I have quite a bit of international experience calibrating industrial metal
thickness and coating gauges. For example the thicker a piece of steel the
more radiation it absorbs, and measuring the amount of radiation that passes
through a sheet of steel can tell you how thick it is without touching it.
Another example is that the thicker a zinc coating on steel sheets, the more
zinc X-ray fluorescence energy it can emit - again allowing accurate thickness
measurement for industrial manufacture.

My post-Navy employer originally used ad-hoc spreadsheets to very tediously
create 4th-order polynomials calibrating to readings from known samples. So I
started writing my own curve-fitting software in C.
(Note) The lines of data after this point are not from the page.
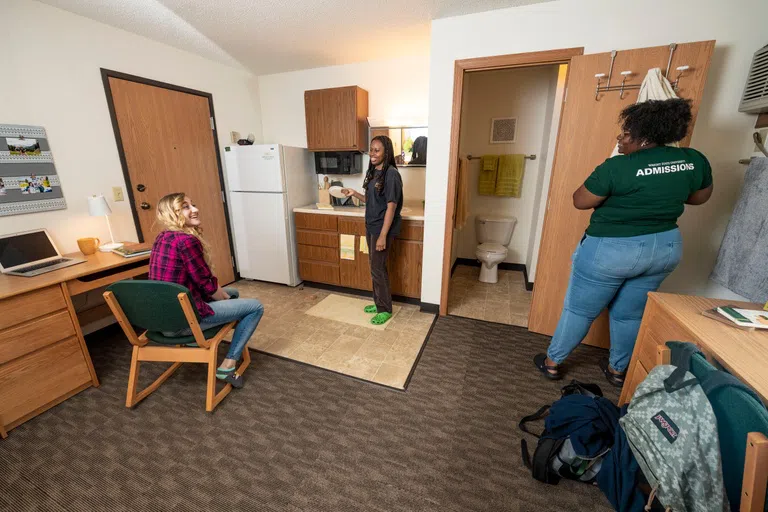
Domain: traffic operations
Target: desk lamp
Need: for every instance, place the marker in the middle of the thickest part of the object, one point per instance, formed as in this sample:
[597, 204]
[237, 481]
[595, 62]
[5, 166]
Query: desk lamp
[97, 206]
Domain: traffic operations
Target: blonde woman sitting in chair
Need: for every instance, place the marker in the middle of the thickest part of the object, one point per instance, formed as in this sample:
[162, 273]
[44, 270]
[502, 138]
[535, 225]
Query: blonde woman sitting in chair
[180, 255]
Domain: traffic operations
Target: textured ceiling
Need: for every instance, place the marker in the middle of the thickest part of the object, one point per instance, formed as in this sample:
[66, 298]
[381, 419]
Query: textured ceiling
[272, 36]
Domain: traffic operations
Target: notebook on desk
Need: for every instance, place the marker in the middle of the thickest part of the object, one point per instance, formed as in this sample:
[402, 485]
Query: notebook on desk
[31, 253]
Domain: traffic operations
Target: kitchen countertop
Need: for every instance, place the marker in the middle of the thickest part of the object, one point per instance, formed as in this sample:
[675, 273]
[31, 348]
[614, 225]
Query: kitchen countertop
[410, 211]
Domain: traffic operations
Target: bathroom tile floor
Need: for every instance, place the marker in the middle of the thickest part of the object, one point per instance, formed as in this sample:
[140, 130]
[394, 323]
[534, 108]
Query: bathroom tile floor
[506, 302]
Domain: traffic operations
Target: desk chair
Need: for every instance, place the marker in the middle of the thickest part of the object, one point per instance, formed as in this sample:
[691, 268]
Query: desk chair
[742, 424]
[161, 307]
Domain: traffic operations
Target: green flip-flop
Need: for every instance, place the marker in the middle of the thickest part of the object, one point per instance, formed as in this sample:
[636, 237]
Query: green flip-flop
[381, 318]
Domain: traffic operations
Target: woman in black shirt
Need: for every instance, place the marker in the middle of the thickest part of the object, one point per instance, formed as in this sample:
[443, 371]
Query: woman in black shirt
[383, 203]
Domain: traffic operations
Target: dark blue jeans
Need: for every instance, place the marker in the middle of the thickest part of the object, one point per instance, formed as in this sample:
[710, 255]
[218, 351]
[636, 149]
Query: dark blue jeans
[247, 311]
[616, 273]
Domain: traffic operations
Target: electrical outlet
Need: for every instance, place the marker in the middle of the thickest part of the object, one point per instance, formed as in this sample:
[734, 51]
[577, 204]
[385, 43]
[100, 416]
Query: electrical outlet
[764, 135]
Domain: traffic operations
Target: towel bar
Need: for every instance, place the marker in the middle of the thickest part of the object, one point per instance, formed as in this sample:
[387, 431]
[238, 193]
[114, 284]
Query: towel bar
[527, 157]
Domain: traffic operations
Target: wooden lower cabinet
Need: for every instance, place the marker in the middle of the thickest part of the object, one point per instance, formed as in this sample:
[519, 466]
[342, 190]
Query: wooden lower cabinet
[320, 262]
[42, 359]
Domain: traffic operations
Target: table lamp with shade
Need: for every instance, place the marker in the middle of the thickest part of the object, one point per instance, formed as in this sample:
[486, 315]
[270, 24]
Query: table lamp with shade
[97, 206]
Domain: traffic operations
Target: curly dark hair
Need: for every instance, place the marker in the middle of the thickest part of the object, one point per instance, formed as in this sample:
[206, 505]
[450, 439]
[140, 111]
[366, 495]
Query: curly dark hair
[657, 122]
[388, 160]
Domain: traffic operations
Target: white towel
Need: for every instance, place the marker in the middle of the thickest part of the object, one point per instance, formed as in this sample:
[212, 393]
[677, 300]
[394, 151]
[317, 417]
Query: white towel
[655, 86]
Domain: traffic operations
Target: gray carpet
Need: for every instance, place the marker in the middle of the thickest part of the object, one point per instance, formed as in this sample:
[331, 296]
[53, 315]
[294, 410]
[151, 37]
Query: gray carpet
[301, 438]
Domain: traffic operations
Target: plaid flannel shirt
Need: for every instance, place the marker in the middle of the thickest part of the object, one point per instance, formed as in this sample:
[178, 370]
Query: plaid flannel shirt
[177, 257]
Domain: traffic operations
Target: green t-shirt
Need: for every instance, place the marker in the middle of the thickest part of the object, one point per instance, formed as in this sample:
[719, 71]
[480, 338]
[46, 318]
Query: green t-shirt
[645, 191]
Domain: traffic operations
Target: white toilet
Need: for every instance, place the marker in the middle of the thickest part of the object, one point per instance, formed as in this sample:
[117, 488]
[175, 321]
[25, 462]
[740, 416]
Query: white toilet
[493, 234]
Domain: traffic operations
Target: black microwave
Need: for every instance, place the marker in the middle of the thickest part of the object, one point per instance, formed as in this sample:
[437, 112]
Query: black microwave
[338, 162]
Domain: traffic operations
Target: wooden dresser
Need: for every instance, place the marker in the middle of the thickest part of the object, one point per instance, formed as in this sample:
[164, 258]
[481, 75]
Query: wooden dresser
[43, 356]
[670, 317]
[318, 239]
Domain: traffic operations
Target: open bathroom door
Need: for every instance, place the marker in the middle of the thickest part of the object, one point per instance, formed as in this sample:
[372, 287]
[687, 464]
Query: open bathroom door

When X-rays pass through aluminium, the atomic weight of the alloying elements
is much greater than that of the aluminium itself such that small changes in
alloy composition lead to large changes in X-ray transmission for the same
thickness. Alloy changes look like thickness changes, egad! However, alloy
changes also cause changes to the X-rays that are scattered back from the
aluminium, so that if both the transmitted and backscattered radiation is
measured a more alloy-insensitive measurement can be made - but this is now a
3D surface fit, and I started writing surface fitting software. I began to do
considerable international work.

This finally led to the development of my Python fitting libraries, and this
example pyGtk curve and surface fitter. I also have Python 2 and 3 tkinter,
wxPython and django versions on GitHub.

James